I wasn’t very lucky with my OpenSuSE 11.2 system that was running on my mail and internet machine. Besides mail and internet I also use this PC for listening to music and watching some movies. Especially when I tried to watch HD movies SuSE fell down on his knees and were begging for mercy. Another very disturbing fact was that the soundserver crashed very often and curiously, mostly after Adobe Flash was active (even a few hours after). I switched from Fedora to OpenSuSE because Fedora crashed or freezed very often but afterwards I found out that some memory settings were chosen wrong. So now it’s time to turn back to Fedora and gain back more speed and bleeding edge repositories.
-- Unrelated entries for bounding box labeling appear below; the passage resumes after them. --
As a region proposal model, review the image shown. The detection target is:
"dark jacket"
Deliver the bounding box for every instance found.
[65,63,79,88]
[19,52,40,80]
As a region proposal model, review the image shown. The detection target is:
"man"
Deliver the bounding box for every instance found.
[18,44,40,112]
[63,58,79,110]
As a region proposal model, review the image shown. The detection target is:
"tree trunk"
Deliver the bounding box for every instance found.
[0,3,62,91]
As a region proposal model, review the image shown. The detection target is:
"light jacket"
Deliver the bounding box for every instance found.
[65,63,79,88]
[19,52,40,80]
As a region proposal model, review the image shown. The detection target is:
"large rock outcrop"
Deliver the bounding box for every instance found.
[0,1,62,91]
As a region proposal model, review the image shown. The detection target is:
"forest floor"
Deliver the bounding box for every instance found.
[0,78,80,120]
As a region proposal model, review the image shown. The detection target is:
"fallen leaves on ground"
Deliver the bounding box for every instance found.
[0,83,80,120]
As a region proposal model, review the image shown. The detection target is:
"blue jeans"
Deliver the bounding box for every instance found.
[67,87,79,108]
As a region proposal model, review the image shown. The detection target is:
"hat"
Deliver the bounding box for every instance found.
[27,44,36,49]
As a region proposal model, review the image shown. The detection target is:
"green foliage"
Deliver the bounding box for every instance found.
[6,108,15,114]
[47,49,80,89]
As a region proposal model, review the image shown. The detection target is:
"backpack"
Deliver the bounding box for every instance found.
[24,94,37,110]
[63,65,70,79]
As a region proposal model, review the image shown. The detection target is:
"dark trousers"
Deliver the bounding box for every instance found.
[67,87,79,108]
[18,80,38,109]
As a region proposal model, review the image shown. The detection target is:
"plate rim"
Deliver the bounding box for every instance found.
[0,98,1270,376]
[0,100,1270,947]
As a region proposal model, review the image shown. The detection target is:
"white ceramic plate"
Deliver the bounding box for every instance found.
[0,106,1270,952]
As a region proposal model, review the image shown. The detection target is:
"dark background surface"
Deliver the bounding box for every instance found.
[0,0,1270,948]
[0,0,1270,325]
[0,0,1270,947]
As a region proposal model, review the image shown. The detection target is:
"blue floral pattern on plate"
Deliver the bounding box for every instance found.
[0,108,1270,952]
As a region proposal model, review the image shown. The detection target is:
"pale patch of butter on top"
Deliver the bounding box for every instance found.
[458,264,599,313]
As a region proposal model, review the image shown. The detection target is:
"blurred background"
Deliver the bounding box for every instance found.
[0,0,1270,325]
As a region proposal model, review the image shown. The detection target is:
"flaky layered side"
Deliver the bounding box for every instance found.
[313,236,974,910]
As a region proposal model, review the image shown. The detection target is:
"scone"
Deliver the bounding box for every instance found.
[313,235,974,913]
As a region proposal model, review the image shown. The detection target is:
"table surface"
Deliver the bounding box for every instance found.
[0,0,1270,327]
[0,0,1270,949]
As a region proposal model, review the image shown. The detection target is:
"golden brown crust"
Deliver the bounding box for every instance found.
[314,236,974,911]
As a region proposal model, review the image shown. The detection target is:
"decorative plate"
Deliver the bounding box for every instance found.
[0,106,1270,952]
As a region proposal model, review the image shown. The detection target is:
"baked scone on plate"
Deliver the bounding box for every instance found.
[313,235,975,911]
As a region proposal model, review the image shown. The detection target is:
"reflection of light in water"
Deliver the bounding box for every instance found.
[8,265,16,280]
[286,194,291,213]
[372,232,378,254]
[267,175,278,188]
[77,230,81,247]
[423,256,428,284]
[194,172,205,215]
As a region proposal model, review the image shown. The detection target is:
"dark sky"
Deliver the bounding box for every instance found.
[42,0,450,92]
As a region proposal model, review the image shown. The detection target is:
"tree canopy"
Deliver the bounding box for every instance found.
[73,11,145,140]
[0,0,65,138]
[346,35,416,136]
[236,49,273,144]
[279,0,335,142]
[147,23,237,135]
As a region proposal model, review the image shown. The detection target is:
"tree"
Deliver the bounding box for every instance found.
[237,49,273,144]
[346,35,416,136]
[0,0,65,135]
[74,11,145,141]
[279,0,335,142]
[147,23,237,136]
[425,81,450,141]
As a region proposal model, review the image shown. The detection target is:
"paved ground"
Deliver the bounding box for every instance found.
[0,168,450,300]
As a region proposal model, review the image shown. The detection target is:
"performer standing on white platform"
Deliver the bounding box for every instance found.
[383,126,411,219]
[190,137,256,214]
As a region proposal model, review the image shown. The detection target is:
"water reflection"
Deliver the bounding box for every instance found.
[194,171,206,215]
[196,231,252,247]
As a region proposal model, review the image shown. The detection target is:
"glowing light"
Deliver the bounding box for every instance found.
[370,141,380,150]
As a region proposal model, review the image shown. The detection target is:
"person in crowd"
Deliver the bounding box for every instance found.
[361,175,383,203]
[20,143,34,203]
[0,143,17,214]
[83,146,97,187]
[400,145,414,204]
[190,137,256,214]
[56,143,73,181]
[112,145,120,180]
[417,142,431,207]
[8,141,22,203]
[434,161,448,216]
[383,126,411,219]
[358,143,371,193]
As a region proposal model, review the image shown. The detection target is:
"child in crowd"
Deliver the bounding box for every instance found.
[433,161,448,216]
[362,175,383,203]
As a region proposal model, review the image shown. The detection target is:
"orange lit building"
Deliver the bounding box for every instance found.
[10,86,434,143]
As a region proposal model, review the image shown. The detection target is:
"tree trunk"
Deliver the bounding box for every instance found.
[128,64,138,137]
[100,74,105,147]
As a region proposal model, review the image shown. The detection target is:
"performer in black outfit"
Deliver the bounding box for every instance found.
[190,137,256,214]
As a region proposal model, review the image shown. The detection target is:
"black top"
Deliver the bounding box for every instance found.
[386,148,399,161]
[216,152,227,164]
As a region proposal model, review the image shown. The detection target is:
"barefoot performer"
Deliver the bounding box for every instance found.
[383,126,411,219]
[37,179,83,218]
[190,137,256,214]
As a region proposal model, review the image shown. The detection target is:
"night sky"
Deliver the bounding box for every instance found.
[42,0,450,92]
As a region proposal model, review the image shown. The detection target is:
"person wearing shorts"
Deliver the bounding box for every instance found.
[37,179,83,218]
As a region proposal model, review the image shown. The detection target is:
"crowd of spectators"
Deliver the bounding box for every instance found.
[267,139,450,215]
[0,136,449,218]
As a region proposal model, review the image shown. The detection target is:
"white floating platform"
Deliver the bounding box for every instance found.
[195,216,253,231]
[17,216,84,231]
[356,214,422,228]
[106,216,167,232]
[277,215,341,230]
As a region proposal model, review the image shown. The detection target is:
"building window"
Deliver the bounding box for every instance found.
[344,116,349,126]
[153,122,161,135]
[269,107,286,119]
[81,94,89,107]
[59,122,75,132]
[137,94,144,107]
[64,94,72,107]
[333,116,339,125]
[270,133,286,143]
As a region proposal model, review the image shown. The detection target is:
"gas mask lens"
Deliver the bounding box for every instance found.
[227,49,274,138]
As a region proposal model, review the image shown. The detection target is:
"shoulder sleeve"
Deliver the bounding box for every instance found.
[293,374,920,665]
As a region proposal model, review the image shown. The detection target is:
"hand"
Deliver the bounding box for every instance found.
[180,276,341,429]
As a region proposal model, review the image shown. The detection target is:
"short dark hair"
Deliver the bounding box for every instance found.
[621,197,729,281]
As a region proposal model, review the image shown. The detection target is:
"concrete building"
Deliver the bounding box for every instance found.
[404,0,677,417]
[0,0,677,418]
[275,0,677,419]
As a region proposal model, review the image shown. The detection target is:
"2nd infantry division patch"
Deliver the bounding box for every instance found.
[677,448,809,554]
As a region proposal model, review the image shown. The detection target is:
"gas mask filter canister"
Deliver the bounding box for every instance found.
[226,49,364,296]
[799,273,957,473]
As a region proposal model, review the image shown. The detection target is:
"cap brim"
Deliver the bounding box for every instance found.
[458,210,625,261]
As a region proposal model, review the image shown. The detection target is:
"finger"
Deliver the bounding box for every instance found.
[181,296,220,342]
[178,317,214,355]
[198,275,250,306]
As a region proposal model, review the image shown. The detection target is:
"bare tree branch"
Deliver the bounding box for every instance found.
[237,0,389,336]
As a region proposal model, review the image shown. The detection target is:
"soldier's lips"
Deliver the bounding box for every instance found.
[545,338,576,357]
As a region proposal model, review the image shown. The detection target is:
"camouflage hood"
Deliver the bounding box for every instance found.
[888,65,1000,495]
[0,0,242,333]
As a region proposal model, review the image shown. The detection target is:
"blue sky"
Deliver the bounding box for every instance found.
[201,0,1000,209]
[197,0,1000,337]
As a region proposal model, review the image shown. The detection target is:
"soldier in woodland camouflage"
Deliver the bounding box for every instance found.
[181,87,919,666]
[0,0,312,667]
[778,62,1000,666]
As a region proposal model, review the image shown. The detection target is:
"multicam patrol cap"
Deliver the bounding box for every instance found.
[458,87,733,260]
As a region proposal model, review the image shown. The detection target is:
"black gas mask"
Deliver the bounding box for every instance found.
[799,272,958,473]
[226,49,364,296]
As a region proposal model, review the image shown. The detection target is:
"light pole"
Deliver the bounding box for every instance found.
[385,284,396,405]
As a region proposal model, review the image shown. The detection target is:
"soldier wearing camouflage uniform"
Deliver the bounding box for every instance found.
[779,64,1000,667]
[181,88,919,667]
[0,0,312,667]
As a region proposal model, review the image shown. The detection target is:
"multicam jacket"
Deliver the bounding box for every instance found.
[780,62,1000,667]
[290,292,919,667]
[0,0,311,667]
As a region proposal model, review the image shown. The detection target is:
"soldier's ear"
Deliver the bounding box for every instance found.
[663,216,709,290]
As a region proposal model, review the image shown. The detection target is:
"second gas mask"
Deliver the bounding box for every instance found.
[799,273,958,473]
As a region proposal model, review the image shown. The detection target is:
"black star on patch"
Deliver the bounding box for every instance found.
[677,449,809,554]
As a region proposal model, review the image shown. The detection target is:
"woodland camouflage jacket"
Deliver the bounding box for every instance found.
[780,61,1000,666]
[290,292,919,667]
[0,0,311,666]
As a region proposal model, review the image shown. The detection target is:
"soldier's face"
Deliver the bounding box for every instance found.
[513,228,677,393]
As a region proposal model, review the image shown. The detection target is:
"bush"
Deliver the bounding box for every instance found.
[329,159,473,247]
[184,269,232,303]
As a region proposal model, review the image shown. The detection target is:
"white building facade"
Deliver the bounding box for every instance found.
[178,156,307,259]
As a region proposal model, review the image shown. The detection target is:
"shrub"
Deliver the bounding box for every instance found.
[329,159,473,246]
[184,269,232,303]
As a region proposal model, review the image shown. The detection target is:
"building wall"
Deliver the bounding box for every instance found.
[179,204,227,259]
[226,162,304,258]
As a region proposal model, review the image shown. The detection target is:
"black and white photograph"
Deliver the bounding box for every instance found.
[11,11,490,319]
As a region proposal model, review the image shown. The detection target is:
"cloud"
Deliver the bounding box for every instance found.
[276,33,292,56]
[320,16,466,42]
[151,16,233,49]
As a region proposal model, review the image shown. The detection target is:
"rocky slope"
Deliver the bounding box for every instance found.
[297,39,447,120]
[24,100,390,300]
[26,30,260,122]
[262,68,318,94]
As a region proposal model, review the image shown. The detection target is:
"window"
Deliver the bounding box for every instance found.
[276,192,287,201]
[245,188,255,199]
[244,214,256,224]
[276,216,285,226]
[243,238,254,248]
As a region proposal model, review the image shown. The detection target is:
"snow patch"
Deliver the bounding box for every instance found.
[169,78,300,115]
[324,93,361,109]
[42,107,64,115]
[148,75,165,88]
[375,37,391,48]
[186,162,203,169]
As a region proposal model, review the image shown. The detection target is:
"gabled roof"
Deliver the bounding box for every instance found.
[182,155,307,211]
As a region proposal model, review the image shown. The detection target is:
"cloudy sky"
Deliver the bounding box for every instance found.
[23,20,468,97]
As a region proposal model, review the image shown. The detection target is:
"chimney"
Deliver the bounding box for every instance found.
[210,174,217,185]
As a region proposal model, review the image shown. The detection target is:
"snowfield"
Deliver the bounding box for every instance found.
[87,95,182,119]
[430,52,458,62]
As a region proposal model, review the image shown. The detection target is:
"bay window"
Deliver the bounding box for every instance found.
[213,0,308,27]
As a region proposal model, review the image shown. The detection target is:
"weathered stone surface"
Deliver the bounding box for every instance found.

Unfortunately the installation of Fedora 13 failed a few before I finally made it to get working straight. One massive problem was an X server the did not want to come up after installing the proprietary nVidia drivers. I was able to fix this with a workaround first, adding nomodeset to the kernel boot parameters, and finally setting a fixed display mode (e.g. vga=773).

Fedora logo by ~Mola-mp

The final installation of the whole codec and media player bunch (e.g. kaffeine, smplayer, amarok etc.) went very well, except VLC player that still won’t work but this doesn’t really matter because SMplayer is my new favourite player.

Skype was another problem child because it is still an i386 application and it still requires i386 dependencies and for some reasons Fedora 13 x86_64 does not find the correct depencies and also does not install them. So I was able to install Skype via the Skype repo but it wasn’t working out of the box. I  finally found, after some research, the packages that are needed to get it working, just install the following

yum install libXv.i686*
yum install libXScrnSaver.i686*
yum install qt.i686
yum install qt-x11*.i686
yum install libsigc++ libsigc++.i686 qt.i686 qt

Until now everything is working fast and stable and I think that it is not going to change in the future. Finally I am very happy to be back to Fedora country especially because of the buggy package management system that is included in OpenSuSE with all its dumb priorities and messing up the system update.